Women’s time, Office Worker’s time, Taxi driver’s time… Time is already unequal


Publication Info.

  • AuthorSarah Sharma
  • TranslatorYoungsuk Choi
  • PublisherLP Publication (Seoul, South Korea)
  • Released2022.2.28

Selected as “2022 Sejong Book Academic Field”

Life Management Politics Time Economy or Time Politics in Our Time

A time politics study that develops the concept of temporality as an ultimate political relationship or a lens to capture unequal social experiences. Women’s time, office worker’s time, delivery man’s time… Naturally, we connect and accept the relationship between a specific identity and time. However recognising the relationship between an individual and time as a form of structural difference rejects the view of reducing the difference and inequality to separate identity categories such as race, class, gender, sex, and ability. Temporality is already unequal. There is a risk of depoliticisation when time is treated uniformly with certain functions or attributes. Placing the people in and out of time is a form of social control that maintains the time order of white people, capitalism, patriarchy, and colonialism. If you treat time as an appendix to people, objects, media, and historical periods, you can not face the complexity behind the time order. As this book argues, temporality is not a general sense of a certain historical period, but an exceptional time experience structured in a specific political and economic context.

Work-Life Balance, Slowness … Arrival of New Inequalities

“When I wrote In the Meantime I was concerned with the popular and scholarly fixation on speed culture and the acceleration of time. The popular critique of this concomitant mix of fast capitalism and digital speed upon democratic life did not seem to account for the deeper structural politics of time that pervade the very spaces of democratic civic life in question – whether the agora, amusement park, or airport. And yet, the social fabric is composed of multiple but also differential and relational temporalities and forms of labour all bound to one another. I argued it was not speed-up but rather the explanatory power of speed that was increasingly responsible for the production of new social inequities experienced at the level of time. Speed was not a uniform cultural fact but rather a tempo, a dominant pace, composed of multiple and relational temporalities both fast and slow. My point was that what most populations encounter is not a shared experience of time but rather a looming temporal order.”

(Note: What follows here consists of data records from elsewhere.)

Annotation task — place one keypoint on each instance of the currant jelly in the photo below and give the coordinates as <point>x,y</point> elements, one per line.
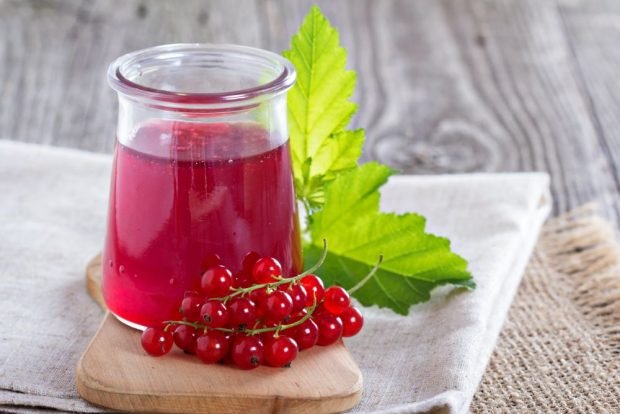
<point>196,173</point>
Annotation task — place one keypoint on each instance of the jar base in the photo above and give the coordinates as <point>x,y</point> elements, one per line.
<point>128,323</point>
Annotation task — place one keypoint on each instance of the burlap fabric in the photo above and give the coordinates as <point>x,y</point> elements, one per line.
<point>559,351</point>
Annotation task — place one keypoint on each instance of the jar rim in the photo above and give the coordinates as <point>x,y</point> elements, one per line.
<point>283,81</point>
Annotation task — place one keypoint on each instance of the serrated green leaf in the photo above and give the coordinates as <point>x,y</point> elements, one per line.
<point>338,153</point>
<point>415,262</point>
<point>318,105</point>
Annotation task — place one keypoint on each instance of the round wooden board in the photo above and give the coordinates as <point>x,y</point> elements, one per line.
<point>115,372</point>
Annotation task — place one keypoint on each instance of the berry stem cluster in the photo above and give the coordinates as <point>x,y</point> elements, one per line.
<point>257,316</point>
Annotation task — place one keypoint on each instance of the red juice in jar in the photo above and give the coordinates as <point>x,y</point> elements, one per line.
<point>184,191</point>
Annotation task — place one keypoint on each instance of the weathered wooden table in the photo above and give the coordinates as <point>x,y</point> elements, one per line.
<point>444,86</point>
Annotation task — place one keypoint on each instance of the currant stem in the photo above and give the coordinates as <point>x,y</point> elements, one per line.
<point>366,278</point>
<point>278,328</point>
<point>281,281</point>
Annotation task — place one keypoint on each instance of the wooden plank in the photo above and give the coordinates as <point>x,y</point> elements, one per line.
<point>593,33</point>
<point>444,86</point>
<point>115,372</point>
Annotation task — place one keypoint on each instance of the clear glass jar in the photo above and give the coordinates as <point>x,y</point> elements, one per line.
<point>201,168</point>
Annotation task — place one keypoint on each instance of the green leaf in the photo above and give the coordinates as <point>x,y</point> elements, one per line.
<point>415,262</point>
<point>338,153</point>
<point>319,107</point>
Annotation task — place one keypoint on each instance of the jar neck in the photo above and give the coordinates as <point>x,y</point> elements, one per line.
<point>201,79</point>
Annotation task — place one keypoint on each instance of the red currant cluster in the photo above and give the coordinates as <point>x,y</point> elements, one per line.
<point>257,316</point>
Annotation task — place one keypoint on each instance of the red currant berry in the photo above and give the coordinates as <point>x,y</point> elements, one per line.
<point>314,289</point>
<point>280,351</point>
<point>266,270</point>
<point>214,314</point>
<point>330,328</point>
<point>249,260</point>
<point>352,321</point>
<point>185,338</point>
<point>297,316</point>
<point>212,347</point>
<point>242,280</point>
<point>306,335</point>
<point>247,351</point>
<point>278,306</point>
<point>190,306</point>
<point>242,312</point>
<point>211,260</point>
<point>336,300</point>
<point>156,341</point>
<point>216,282</point>
<point>298,294</point>
<point>259,297</point>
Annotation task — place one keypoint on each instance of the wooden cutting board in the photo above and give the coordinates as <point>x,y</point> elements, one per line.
<point>115,372</point>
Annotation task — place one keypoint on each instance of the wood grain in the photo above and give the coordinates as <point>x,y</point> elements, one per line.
<point>446,86</point>
<point>115,372</point>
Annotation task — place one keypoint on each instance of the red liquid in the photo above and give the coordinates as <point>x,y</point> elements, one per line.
<point>184,191</point>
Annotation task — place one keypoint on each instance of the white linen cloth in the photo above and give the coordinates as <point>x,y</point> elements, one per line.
<point>52,220</point>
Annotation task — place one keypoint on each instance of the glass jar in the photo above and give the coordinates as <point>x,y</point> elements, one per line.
<point>202,173</point>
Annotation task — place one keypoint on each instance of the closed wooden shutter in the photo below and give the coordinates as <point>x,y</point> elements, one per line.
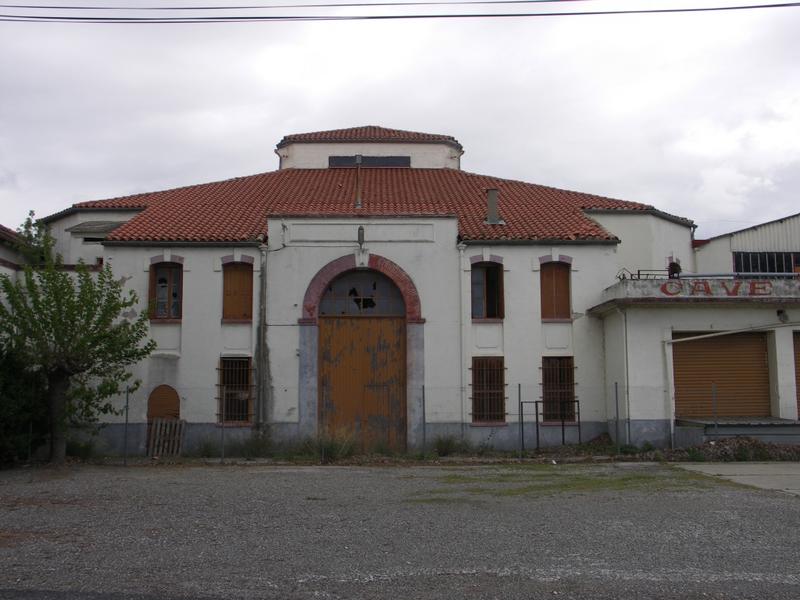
<point>797,369</point>
<point>736,364</point>
<point>237,285</point>
<point>555,293</point>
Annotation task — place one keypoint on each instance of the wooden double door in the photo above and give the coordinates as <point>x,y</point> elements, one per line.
<point>362,380</point>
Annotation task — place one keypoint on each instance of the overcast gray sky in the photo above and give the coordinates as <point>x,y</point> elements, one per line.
<point>696,113</point>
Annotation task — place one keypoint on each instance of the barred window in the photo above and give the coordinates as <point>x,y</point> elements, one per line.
<point>166,290</point>
<point>488,389</point>
<point>558,388</point>
<point>235,393</point>
<point>554,279</point>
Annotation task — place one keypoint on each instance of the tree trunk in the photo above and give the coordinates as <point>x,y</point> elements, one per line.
<point>58,383</point>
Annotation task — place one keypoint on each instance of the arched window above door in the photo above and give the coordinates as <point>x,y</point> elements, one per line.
<point>362,293</point>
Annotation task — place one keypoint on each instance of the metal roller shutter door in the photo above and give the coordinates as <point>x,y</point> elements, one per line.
<point>737,364</point>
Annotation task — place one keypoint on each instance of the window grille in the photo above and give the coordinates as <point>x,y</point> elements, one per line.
<point>166,291</point>
<point>235,390</point>
<point>558,388</point>
<point>488,390</point>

Resist order, exist outside, struggle, merrily escape for Time Recovery

The task of critical temporality study is not to focus on the same time changes everywhere, but to discover and check new chronometers of social control. It examines how various power structures such as ideology, technology, and political systems work as chronometers that show people the way of life. We should focus on patriarchy’s time logic, which undermines and admires social reproduction labour, but not the time of essential and biological women. The recovery of time is to resist the order of the capitalist power system that emphasised heterosexuality, white-centredness, and productivity. Time recovery is not to turn back time, but to find a way to exist outside the dominant time order. Time recovery is not about creating a new time order or finding a new universal time system – it is to keep checking the chronometers of social control, exploring why they work well, and finding ways to struggle against them or merrily avoid.